• James Somerton

Love, Victor: Disney's Gay Step-Child

In April in 2019, Disney made a big, splashy announcement for their new streaming service, Disney+; where you’d get to watch everything (well almost everything) that Disney owns! Marvel! Star Wars! Pixar! Princesses! National Geographic. And Jeff Goldblum!

They were also very excited to announce that Love, Simon (the sleeper hit movie from Fox about a gay teen) would be turned into a streaming series. Gay Twitter and the gay press went wild with the news that Disney would finally be throwing some real LGBT representation out there. Not just two men dancing in Beauty and the Beast… or two (potentially) lesbian moms in Finding Dory… Or a quick mention in a Marvel movie (that could easily be edited out for foreign audiences). A real, honest to goodness, Disney-produced TV show about a gay teenager.

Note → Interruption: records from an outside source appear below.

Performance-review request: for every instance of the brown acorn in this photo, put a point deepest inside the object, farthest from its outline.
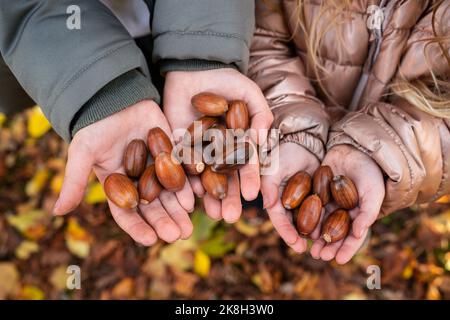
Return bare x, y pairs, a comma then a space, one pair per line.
170, 172
309, 214
215, 184
121, 190
297, 188
210, 104
194, 164
321, 183
344, 192
135, 158
237, 115
158, 141
336, 226
234, 159
149, 186
196, 136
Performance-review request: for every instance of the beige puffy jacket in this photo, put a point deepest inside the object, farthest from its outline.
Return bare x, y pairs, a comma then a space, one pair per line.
411, 147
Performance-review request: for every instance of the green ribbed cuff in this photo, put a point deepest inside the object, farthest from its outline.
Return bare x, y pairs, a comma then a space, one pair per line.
169, 65
122, 92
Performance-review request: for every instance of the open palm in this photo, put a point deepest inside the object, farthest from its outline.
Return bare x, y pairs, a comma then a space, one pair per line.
100, 147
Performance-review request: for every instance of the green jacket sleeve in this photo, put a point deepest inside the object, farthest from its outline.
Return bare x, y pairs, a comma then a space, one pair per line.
188, 32
62, 69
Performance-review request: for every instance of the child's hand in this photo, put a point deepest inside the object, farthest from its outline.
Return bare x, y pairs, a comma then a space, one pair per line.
100, 146
180, 87
368, 179
290, 158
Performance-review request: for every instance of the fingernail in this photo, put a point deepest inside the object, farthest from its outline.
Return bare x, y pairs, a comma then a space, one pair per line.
56, 208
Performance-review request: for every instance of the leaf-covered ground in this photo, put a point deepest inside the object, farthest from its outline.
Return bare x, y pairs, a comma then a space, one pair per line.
242, 261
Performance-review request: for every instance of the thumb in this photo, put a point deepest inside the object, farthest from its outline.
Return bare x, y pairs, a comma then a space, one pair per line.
78, 169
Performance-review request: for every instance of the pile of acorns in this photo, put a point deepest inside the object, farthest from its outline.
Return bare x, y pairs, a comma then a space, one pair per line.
325, 187
169, 171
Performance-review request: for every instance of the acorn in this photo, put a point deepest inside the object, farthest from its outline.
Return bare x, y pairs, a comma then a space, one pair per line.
135, 158
344, 192
336, 226
215, 184
193, 163
170, 172
309, 214
210, 104
321, 183
234, 159
158, 141
197, 129
297, 188
149, 187
121, 191
237, 115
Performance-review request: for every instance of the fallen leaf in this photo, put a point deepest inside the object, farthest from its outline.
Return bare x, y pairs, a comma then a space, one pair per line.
31, 224
178, 255
202, 263
9, 279
25, 249
29, 292
37, 183
124, 289
38, 125
444, 199
95, 194
58, 278
78, 240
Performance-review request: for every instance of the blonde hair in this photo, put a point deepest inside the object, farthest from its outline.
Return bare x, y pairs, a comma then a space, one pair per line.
431, 95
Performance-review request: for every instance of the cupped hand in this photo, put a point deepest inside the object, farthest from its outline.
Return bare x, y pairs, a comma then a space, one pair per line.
180, 87
368, 178
100, 146
286, 160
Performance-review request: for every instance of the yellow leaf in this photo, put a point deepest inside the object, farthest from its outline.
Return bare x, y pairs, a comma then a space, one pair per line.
178, 255
31, 224
58, 278
9, 278
407, 272
124, 289
95, 194
38, 124
56, 183
444, 199
202, 263
2, 119
37, 183
26, 248
78, 240
30, 292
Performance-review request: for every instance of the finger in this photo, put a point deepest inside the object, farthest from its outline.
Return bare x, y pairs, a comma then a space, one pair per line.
316, 248
186, 197
349, 248
270, 185
231, 205
329, 251
178, 214
369, 209
197, 187
164, 226
130, 222
78, 169
212, 207
316, 233
282, 222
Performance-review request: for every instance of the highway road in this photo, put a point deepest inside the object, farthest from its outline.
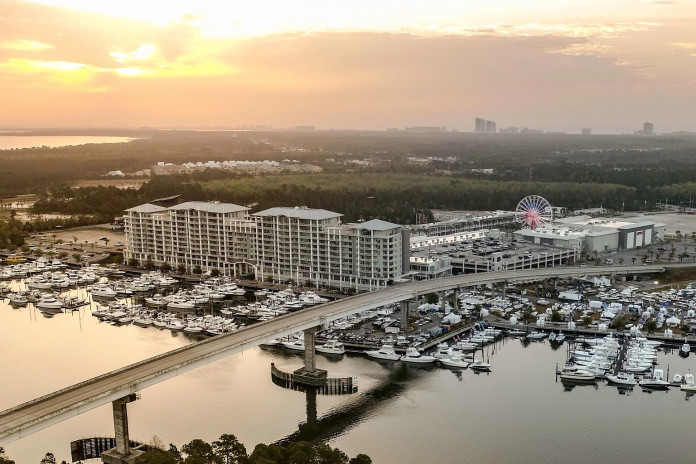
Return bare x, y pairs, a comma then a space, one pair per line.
42, 412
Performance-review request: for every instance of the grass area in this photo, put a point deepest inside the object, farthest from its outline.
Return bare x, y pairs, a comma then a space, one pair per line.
680, 276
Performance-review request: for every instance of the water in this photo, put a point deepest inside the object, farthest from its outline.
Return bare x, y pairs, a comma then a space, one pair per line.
402, 414
8, 142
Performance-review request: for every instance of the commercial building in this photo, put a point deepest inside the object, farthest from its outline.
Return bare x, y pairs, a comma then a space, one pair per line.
601, 234
281, 244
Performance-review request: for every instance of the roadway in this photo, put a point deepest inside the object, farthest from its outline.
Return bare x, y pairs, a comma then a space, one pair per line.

The show was nowhere to be seen when Disney+ launched this past fall. Of course, there wasn’t a whole lot to be seen in general besides The Mandalorian and some Disney movies we’d all seen a hundred times.

No, the real meat would come later. But they made sure to advertise as much content as possible upfront to lock in as many people as possible. Unlike competitors such as Netflix, you could sign up for Disney+ on an annual basis. And they pushed that particular subscription. Hard. Disney could make a year's worth of Subscriber money… without all the hassle of turning out regular content.

And a lot of people signed up for that annual subscription. A lot of queer people too; particularly excited for the Love, Simon show and other LGBT content that Disney+ would surely provide.

Well, it’s been a few months. Disney+ has been in a bit of a slump since The Mandalorian ended, and many people who chose the month-to-month subscription model have unsubscribed until Disney+ comes out with something worth paying for.

And now, almost a year later, we finally have some news about the Love, Simon show! First of all, it’s called Love, Victor (Different main character. That’s cool). And there’s a planned release date of sometime in June. Pride month!


It’s won’t be on Disney+. It will be on Hulu instead. Why? Well, Deadline reports that Disney likely decided the show "may not be appropriate for families to watch with their young kids." Because it includes “scenes involving alcohol, marital issues and sexual exploration.”

(I should remind you here that The Simpsons is still available on Disney+. With plenty of alcohol, marital issues, and sexual exploration)

So, once again, Disney has done the absolute least possible to appeal to the LGBT audience, make a buck off of doing it… and this time not even give us the scraps we’re used to. And it’s not even the first time they’ve done it! High Fidelity was a show also produced for Disney+ but only made available on Hulu. Also due to queer content.

Disney has always held its gay audience at arm's length. Whether it be the gay-baiting of Stucky, Finn & Poe, or Elsa... the barely-there representation of Beauty and the Beast, Avengers: Endgame, and Finding Dory (all either easily deniable or just a quick cut for foreign audiences)... or the obvious queer-coding of animated villains... Disney has kept its gay audience tagging along, hoping against hope for some real representation. Not just "Gay Days" at Disneyland, but real representation.

But now promoting a show with a queer lead when you first launch your streaming service, going through the writing and production phase... and only now deciding its not okay for Disney+? That rings of cowardice, if not full-on manipulation. Getting gay people who may not have been excited for Star Wars to sign up early for Disney+ by promising them a show, and then yanking the rug out from under them once you've got their money.

And one needs to ask... what would it have meant for a generation of queer kids to see a show representing them... on a Disney platform? You don't get much more mainstream than Disney! That might have given hope to queer kids who are held down by their homophobic family or community. And while many queer youth avoided Love, Simon in theatres for fear of being spotted seeing a "gay movie"... this TV sequel could have allowed them to take in a cute, gay teen comedy from the comfort of their own laptop or phone. But not now.

Families across the continent signed up for Disney+ so; Love, Victor would have been available to potentially hundreds of thousands of queer kids. But Hulu isn't in nearly as many homes. Isn't nearly as mainstream. Disney had the opportunity to say to those gay kids: "Your stories are as good as anyone else's". But now, by shafting it over to Hulu, The Mouse has unequivocably said: "You don't belong here."